Only when using a mono-spaced font.
Sometimes. But no-one's suggesting destroying the Space Bar.
Not really. You could define a tab as a different number of spaces in your editor. It all depends on personal preference and how much text you want to fit on one line of your screen.
Sure, you can but it becomes irritatingly inconsistent the minute you have to bring in code from another project or programmer that just happens to use a different number of spaces to you to represent an indentation. Spaces potentially allow more inconsistency than tabs when used for code indentation.
Also, if you indent with spaces, some simple editors might not allow you to decrease the indent as quickly by pressing Backspace as with a tab. One press of Backspace deletes a whole tab, but if there are four spaces per indent, it takes four times as many key strokes. I'll grant you this isn't an issue most of the time as Shift-Tab usually works.
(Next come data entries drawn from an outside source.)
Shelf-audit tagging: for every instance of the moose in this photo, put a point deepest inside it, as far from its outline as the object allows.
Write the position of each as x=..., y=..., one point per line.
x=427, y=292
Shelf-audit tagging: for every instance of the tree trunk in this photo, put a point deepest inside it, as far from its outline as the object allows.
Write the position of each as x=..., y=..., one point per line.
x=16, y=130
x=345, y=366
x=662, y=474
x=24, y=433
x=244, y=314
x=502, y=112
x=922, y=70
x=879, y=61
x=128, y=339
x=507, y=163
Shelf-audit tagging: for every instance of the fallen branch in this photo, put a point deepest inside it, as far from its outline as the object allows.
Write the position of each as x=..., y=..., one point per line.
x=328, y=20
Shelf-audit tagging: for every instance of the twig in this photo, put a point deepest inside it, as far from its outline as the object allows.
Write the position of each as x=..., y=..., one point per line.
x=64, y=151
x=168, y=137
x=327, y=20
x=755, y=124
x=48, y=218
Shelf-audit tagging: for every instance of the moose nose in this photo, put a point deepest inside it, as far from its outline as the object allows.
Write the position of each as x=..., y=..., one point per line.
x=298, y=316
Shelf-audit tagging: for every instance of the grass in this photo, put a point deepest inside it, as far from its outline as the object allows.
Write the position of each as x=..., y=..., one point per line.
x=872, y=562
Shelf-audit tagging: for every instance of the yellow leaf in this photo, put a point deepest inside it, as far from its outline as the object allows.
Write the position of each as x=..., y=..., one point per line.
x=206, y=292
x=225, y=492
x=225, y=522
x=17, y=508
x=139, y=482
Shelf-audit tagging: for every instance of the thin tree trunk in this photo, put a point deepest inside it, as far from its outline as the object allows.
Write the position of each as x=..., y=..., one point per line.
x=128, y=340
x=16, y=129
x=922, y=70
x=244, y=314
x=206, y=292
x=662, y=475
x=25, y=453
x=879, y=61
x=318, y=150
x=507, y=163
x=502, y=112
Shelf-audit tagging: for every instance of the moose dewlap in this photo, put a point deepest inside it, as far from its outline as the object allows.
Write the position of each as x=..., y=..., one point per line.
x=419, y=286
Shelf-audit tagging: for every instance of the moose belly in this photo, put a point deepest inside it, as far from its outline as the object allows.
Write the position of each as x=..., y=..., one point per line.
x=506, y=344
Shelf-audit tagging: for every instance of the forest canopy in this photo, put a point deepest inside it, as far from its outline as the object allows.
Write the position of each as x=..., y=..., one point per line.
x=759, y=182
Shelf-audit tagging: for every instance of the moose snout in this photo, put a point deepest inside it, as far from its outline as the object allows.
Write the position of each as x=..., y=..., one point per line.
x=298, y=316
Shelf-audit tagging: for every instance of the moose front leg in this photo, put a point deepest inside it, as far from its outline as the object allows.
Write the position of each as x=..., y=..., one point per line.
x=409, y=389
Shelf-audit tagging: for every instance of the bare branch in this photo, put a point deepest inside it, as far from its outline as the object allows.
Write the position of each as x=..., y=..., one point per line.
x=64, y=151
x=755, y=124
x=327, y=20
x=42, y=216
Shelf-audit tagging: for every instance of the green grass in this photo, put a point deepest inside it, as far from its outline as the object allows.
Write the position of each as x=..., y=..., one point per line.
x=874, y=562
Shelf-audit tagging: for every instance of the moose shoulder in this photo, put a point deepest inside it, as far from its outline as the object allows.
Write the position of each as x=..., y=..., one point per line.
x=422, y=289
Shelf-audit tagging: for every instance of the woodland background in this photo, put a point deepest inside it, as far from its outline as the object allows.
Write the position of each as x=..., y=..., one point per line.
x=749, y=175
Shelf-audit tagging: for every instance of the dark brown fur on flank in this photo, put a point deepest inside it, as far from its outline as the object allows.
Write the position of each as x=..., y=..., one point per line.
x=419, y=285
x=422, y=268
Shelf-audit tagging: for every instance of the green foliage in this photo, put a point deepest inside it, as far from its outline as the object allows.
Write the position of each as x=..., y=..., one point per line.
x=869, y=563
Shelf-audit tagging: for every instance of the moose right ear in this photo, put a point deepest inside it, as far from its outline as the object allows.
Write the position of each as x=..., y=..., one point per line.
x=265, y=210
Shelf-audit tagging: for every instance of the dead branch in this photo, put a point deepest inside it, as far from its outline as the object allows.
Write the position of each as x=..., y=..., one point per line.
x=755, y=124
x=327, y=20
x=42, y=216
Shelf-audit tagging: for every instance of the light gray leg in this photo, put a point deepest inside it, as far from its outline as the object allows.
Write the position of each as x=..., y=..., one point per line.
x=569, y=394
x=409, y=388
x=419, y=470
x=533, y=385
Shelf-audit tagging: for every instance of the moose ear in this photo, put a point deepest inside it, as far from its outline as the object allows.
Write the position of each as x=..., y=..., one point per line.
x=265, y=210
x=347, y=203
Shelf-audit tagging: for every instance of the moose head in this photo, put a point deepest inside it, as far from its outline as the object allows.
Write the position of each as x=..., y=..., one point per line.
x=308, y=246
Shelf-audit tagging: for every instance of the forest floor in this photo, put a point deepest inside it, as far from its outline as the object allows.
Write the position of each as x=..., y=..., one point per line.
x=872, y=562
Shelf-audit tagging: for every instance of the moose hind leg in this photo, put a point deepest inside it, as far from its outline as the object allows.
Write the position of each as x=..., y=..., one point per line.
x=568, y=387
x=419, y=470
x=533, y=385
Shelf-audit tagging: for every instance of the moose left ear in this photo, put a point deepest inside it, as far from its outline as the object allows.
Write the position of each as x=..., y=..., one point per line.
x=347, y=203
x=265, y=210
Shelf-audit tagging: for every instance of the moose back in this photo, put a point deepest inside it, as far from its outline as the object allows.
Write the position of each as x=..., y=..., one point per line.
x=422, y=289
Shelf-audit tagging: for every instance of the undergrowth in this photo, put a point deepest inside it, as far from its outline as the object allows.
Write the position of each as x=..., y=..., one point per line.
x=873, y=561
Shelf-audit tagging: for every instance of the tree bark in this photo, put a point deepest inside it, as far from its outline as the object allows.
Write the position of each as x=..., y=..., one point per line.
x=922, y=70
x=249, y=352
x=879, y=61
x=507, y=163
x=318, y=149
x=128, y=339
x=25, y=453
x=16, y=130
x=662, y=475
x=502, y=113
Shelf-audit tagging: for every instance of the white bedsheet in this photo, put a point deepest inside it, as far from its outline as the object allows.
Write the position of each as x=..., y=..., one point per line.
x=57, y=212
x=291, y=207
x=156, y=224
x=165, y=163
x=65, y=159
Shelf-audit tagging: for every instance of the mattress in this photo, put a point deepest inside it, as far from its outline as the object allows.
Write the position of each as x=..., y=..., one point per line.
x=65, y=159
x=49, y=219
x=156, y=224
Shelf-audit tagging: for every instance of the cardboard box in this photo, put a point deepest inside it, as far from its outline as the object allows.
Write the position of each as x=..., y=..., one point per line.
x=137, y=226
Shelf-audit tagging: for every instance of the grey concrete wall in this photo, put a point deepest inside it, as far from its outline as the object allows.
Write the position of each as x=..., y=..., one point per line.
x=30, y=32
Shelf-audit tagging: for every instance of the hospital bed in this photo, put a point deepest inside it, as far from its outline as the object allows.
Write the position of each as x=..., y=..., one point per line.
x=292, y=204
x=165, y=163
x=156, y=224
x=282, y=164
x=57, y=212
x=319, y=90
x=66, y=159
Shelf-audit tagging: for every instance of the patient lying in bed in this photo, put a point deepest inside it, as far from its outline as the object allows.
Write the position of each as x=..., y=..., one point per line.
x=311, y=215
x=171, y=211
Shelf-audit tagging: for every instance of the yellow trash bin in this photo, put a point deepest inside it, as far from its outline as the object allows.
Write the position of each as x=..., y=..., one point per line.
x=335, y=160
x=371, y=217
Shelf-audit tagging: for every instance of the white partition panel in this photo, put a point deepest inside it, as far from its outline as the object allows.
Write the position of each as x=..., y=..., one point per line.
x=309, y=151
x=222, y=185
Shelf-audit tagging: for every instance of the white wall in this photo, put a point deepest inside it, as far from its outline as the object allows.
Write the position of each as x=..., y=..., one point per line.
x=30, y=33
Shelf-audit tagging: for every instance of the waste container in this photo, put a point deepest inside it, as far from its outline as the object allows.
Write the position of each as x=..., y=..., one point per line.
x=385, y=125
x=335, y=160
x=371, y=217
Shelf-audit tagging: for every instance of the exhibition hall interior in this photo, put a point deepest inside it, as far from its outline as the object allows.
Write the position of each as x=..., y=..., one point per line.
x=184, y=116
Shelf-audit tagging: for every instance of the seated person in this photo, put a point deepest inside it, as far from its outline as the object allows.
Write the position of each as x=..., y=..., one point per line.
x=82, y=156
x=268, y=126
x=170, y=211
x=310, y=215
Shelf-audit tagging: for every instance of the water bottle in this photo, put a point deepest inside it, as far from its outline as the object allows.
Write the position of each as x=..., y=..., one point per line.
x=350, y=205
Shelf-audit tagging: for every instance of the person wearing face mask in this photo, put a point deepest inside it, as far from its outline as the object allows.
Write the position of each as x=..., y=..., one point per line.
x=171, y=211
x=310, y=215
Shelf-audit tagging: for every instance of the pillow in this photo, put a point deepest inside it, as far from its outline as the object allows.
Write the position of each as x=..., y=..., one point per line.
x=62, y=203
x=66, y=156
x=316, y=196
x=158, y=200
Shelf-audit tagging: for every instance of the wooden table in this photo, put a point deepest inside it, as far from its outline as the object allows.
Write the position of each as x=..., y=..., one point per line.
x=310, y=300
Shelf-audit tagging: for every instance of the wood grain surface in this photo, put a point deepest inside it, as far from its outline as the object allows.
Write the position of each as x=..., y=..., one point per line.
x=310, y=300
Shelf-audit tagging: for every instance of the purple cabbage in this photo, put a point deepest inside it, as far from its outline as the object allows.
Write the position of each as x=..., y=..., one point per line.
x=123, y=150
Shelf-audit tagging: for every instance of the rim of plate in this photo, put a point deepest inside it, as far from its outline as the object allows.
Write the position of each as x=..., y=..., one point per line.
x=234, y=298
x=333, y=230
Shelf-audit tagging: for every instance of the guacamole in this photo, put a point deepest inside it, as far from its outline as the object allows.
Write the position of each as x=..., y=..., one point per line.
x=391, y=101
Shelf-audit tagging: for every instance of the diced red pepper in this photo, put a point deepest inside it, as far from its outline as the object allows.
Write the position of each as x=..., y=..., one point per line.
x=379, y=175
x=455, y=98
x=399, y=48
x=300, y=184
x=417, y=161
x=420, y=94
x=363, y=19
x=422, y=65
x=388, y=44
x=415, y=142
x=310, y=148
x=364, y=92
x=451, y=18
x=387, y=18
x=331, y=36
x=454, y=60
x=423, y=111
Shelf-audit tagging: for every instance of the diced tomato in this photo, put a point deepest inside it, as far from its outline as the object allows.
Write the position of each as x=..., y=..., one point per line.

If a cat has kittens, does a rat have rittens, a bat bittens and a mat mittens?
(Score: 2) by vux984 on Monday June 19 2017, @05:51AM
LMAO. Can you really say that with a straight face? Tabs are not well defined; editors treat them differently, and they are highly configurable;... that's the opposite of 'simple, well defined, and portable'. How much special programming in the editor is required to handle spaces? About the same amount as the letter 'A'... which is to say none. How custom logic to handle tabs? Tabs are pretty much the LEAST simple character used in source code.
That's true. Does anybody use proportional space font for source code?
The post i was responding too was.
The context here was someone saying not to use spaces ever, only tabs. Defining a tab as a different number of spaces, requires you to use spaces.
The code you are pasting in from another developer somwhere else, could potentially use spaces OR tabs OR both. Only the possibility of there being spaces is not going to result in 'more inconsistency' ... at worst it'll be the same.
Decent editors can reformat code on demand. Except for python.
Don't use crappy editors. Some crappy editors won't cope with CR/LF issues, or unicode... either.